Osmanlı Devleti’nin altı asrı mütecaviz ayakta kalabilmesinin temel sebeplerinden biri de hiç şüphesiz vazifelerin ana hatlarıyla liyakat ve ehliyete göre dağıtılmasıdır. Gerçekten de Nizam-ı Âlem ve İ’la-yı Kelimetullah ana başlığında ve sulh, sükûn, adalet, hakkaniyet, liyakat, kifayet, merhamet, hürmet ve muhabbet gibi alt başlıklarda toplayabileceğimiz Osmanlı devlet felsefesinin bu mücerret mefhumları, Devlet-i Aliyye’nin çok farklı coğrafyalarda, çok farklı inanç ve kültürlere mensup insanları ahenkle idare edebilmesinin temel dinamiğidir. Bu yazımızda liyakat başlığına dair dört asır arayla iki farklı Avrupalı ismin bizzat müşahedelerine istinaden aynı minvalde yaptıkları değerlendirmelere yer vereceğiz. Vakıa bir kültür-medeniyete iç bakış kadar dış bakışın da ne kadar ehemmiyeti haiz olduğu ehlince malumdur ve bu husus dikkatle tahkik edilirse bir o kadar da meseleleri izah edicidir.
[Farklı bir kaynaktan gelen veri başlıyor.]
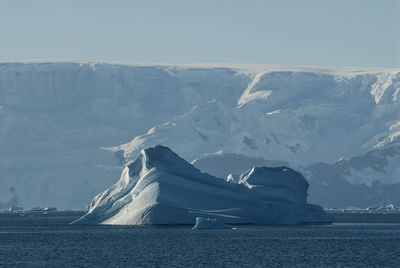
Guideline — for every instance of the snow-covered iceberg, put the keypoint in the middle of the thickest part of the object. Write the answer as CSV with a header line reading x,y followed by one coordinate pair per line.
x,y
159,187
207,223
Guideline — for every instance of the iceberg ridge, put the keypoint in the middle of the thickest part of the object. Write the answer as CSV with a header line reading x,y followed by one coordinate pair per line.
x,y
159,187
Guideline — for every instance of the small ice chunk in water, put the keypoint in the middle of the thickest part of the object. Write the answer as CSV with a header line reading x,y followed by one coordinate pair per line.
x,y
207,223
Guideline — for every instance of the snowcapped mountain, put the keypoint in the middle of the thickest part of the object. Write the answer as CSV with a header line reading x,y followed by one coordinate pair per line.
x,y
62,123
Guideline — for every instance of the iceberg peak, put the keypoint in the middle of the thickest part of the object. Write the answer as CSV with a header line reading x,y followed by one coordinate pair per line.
x,y
159,187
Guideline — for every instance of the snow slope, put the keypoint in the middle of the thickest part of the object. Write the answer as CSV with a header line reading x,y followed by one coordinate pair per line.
x,y
159,187
56,119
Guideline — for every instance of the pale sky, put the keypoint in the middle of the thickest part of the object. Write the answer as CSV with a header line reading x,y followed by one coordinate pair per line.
x,y
362,33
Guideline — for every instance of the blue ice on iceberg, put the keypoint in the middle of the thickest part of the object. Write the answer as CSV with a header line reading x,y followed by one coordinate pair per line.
x,y
207,223
159,187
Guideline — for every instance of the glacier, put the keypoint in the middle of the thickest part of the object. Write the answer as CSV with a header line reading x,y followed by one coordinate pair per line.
x,y
159,187
68,128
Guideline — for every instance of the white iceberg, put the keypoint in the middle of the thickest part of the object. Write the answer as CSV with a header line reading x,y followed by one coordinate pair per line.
x,y
159,187
207,223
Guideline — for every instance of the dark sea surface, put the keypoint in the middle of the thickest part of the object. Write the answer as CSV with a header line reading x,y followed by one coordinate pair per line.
x,y
37,240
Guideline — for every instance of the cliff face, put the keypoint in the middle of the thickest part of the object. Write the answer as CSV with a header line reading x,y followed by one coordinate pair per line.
x,y
56,118
159,187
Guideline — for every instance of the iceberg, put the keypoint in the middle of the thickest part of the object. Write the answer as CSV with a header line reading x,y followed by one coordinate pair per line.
x,y
159,187
207,223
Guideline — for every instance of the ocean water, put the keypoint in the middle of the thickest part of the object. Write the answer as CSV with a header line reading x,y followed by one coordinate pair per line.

Bu meyanda ilk şahidimiz, Osmanlılardan sonra devrin en büyük gücü diyebileceğimiz Habsburg İmparatorluğu’nun elçisi olarak Kanûnî Sultan Süleyman (1520-66) devrinde 1554 senesine ülkemize gönderilen Busbecq’in anlattıkları olacak. O, gerçekten de Amasya’da huzur-ı hümayuna çıkmadan evvel karşılaştıkları karşısında mest olmuş ve Doğu-Batı mukayesesi de yaparak kendisini şu sözleri söylemekten alıkoyamamıştır:
“Bu muazzam kalabalığın içinde tek kişi yoktu ki, rütbesini şahsi meziyetlerine ve kahramanlıklarına borçlu olmasın. Çünkü burada herkes icra ettiği vazifeye, memuriyete göre rütbe alır. Bu yüzden burada asla koltuk kavgası olmaz. Sultan bu atamalarda ne kişinin zenginliğini ne de geldiği ailenin soylu olup olmadığını dikkate alır; ne falan kimsenin tavsiyesi ilgilendirir onu ne de elâlemin fikri. Sırf meziyetlere bakar; ahlaka, doğal yeteneğe ve tabiata. Herkes kendi liyâkati ölçüsünde mükâfatını alır, dolayısıyla memuriyetler de hakkıyla yerine getirecek kimselerce doldurulur. Burada herkes kendi soyunun, kendi ikbalinin mimarıdır ve bu ikbali istediği gibi inşa etmek kişinin kendi elindedir. Sultanın emrindeki yüksek rütbeli memurların çoğu çobanların, sığırtmaçların oğullarıdır. Bundan utanmak şöyle dursun, bunu bir iftihar vesilesi sayarlar. Kısaca, bu milletin gözünde rütbeler, makamlar, memuriyetler liyâkatlerin ve meziyetlerin mükâfatıdır; ahlaksızlık, tembellik, âcizlikse beş para etmez, itibar görmez, horlanır. İşte bu yüzden bu millet her teşebbüsünde başarılı oluyor, hâkimiyet kuruyor.”